Nikita wondered if Hans cared at all. If he even could. He scowled at Hans, who was smiling with a certain plasticity to his lips that was less human and more like gummi candy. It was a sticky, even sickly grin. Nikita felt offended, decided to act on his feelings rather than let it pass, and stormed out of the Untimely despite the insistent protestations of Clever Hans.

I lie awake on my small bed in my small room. Venus is gone. I get up. I light a cigarette, make coffee. Eat Grape Nuts, toast. I shall have potatoes again for dinner. I think about writing something about the gay MG mechanic who tried to get me to come over to his house a few nights ago at three in the morning to play ‘Uno’. Was that a dream? No. I type at my blue screen:

‘Nikita was afraid of growing old.’

Name still a problem. Nikita used by bad Russian villains etc.
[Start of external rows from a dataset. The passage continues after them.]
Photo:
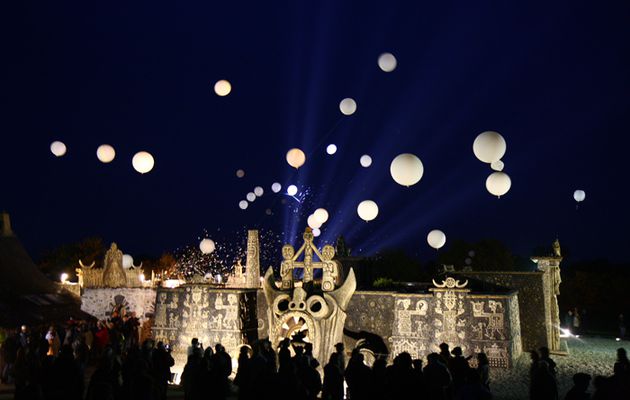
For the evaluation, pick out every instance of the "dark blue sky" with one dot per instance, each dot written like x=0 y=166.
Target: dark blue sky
x=555 y=81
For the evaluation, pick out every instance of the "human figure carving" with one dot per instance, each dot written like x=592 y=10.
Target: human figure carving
x=113 y=274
So it was that Nikita entered his period of sulking. There was no question of ownership—it was his alone. The more he thought about the fragility of his new friendships, the less amiable he became. He started avoiding people in what became rather severe ways. He hardly ever went to the Untimely. He would walk down alleys rather than main streets. He stayed in his tiny studio brooding and not doing much of anything. He smoked most of the time and thought he was courting the Muse, whom at the time he believed was the Indian goddess Kali. Eventually Hans came over to apologize. He said that he was too critical and that he was ‘truly sorry.’ Nikita forgave him and that night they went to a party. The party was held in an entire three-flat, each floor with its own theme, booze and food. Nikita saw some old friends. He talked with a friend of Simone’s who told him that Simone wanted to reach him. He started having a good time. He danced and shook his body and stared down.

“Hello?”

“Is this Simone?”

“This is Nik.”

Simone gasped and laughingly asked him how he was doing. It was a happy, rushing laugh.

“I am doing . . . rather . . . badly,” Nikita said, and wished he was in another place, another time, where he would not have to explain and the gallery of his loneliness could be emptied before her to rise towards the sky, like helium balloons.